No momento em que os computadores tivessem acesso aos dados, eles poderiam controlar todos os objetos, evitando desperdícios e reduzindo custos. O conceito era genial, não é mesmo?

Ashton expôs a ideia durante uma apresentação para executivos da P&G, demonstrando que era possível etiquetar eletronicamente os produtos da empresa para facilitar a logística da cadeia de produção, por meio de identificadores de rádio frequência (Radio-Frequency IDentification – RFID).

O conceito de Ashton teve grande impacto sobre fabricantes e varejistas, e não só apenas aprimorou a gestão de suprimentos como reduziu os custos para os consumidores. O termo Internet das Coisas, inicialmente usado como um simples título para a apresentação, logo se popularizou.

A Internet das Coisas hoje

Hoje, a Internet das Coisas representa a ideia de interligar os objetos da vida cotidiana à Rede Mundial de Computadores, possibilitando que todos estes itens se comuniquem entre si, sendo gerenciados por computadores e controlados remotamente.

A Internet das Coisas não apenas oferece a possibilidade melhorias e facilidades a todos nós, como também tem um potencial imenso para salvar vidas humanas.

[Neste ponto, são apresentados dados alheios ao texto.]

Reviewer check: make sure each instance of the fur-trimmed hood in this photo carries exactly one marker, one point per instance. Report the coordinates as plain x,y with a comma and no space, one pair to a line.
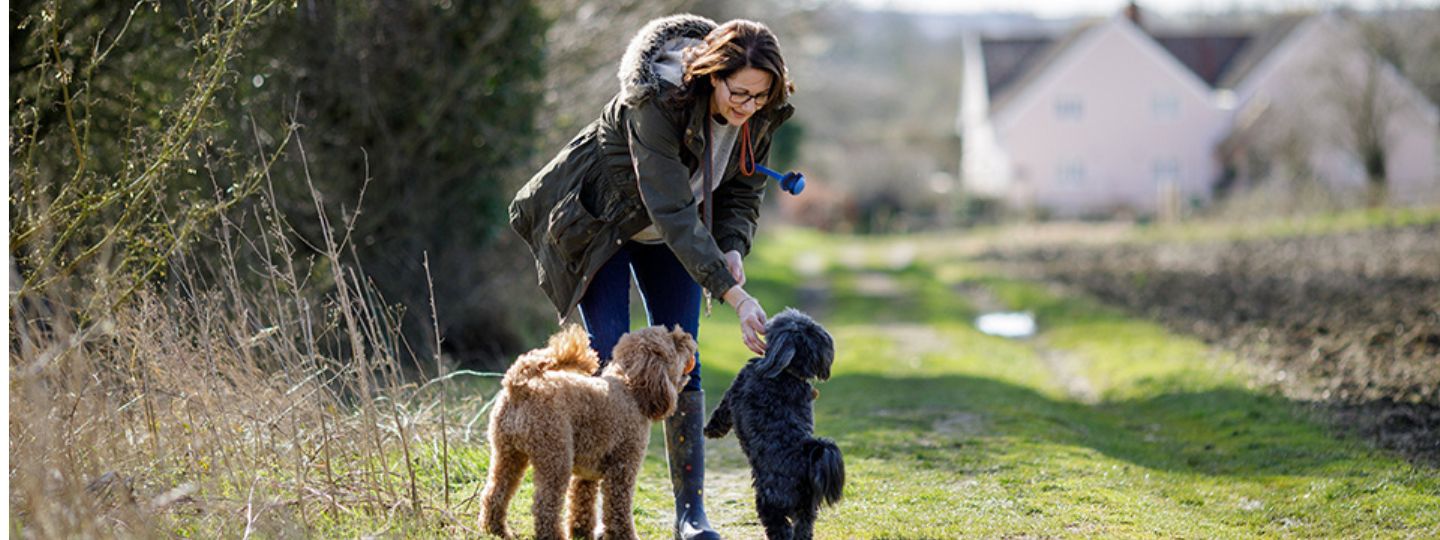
654,56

Mas o que, afinal, vem sendo feito?

1. Monitoramento de tubarões

Na Austrália, um grupo de pesquisadores implantou marcadores acústicos em mais de 300 tubarões para monitorar seus movimentos e proteger surfistas de ataques fatais. O equipamento envia um sinal eletrônico para um computador sempre que constata a presença de um dos tubarões a 800 metros da praia.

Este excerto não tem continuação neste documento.